## Projects

Due date: December 7

Here a list of possible topics for your project. Please select one and send me a message indicating your choice. You can also propose a different topic, however, you should get my approval on your topic before you start working on it.

Every student is required to write a report. Your report must reflect your understanding of the problems and algorithms that you have studied. Here are some of the things that I might look for when reading your report:

• Critical analysis of the importance of the problems and of the algorithms studied.
• Your personal explanation of how algorithms work, why they work, and how to analyze their performance.
• Potential new applications for the algorithms studied.
• Critical analysis of the strengths and weaknesses of the algorithms and solution methodologies studied.
• Generalizations, extensions, and/or modifications of the algorithms and solution methods studied to make them applicable to new problems, or to overcome some of their shortcomings.
• Simplifications of the algorithms that you have studied or simplified analyses for them.
• New algorithms or ways of analyzing them.
• New problems and applications.

Below there is some information that might help you write your report.

## Topics

1. Survey Papers

For each one of the following projects you are required to read, understand, and critique several papers (at least 3) on the proposed topic, and write a report on them. For some of the topics I list some papers that might help you get started. Part of your job is to find papers relevant to the topic of your choice.

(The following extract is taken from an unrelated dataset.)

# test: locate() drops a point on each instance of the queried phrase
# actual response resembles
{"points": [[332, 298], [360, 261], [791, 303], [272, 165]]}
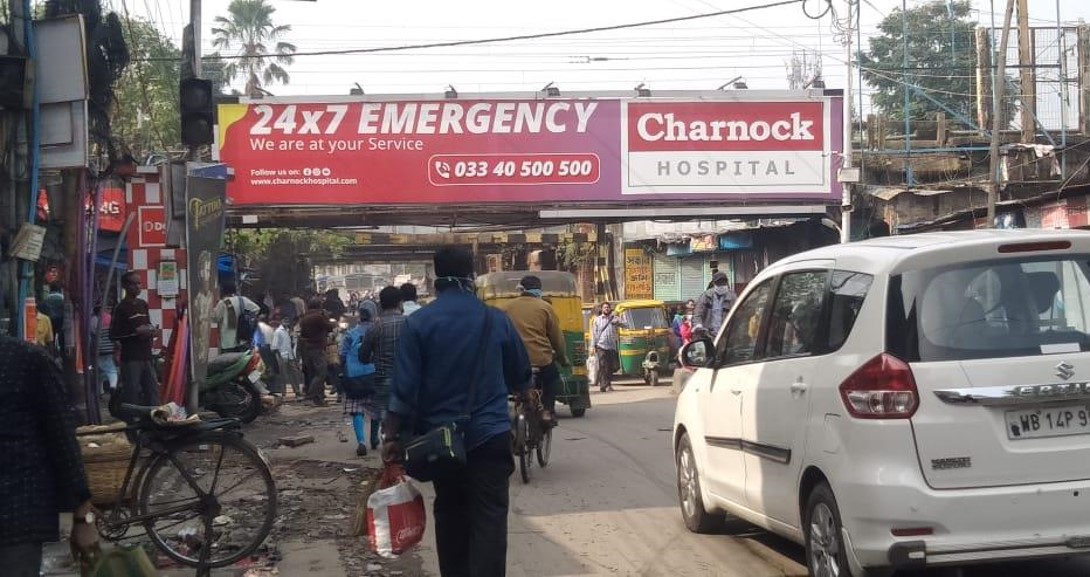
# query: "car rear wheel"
{"points": [[825, 554], [692, 505]]}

You must use a unified notation and style when describing the different problems, solutions, and ideas discussed in the selected papers. Your study must focus on the algorithmic aspects of your topic.

The report should contain a clear description of relevant algorithms and a sketch of their complexity analyses and proofs of correctness. Several of the papers that you will read requires some effort on your part to understand them. Your report should contain clear explanations of the algorithms along with intuition explaining why the algorithms work, or why they perform as claimed.

As mentioned above, a very important part of the report is your critical analysis of the problems and algorithms that you study. Try to propose ways in which the algorithms can be improved. It is not essential that you give a formal proof that your ideas will improve the algorithms, but you should explain the intuition behind your ideas and why you think that they might work. Discuss open problems related to the ones that you study, or other problems that could be solved by using the algorithms that you study.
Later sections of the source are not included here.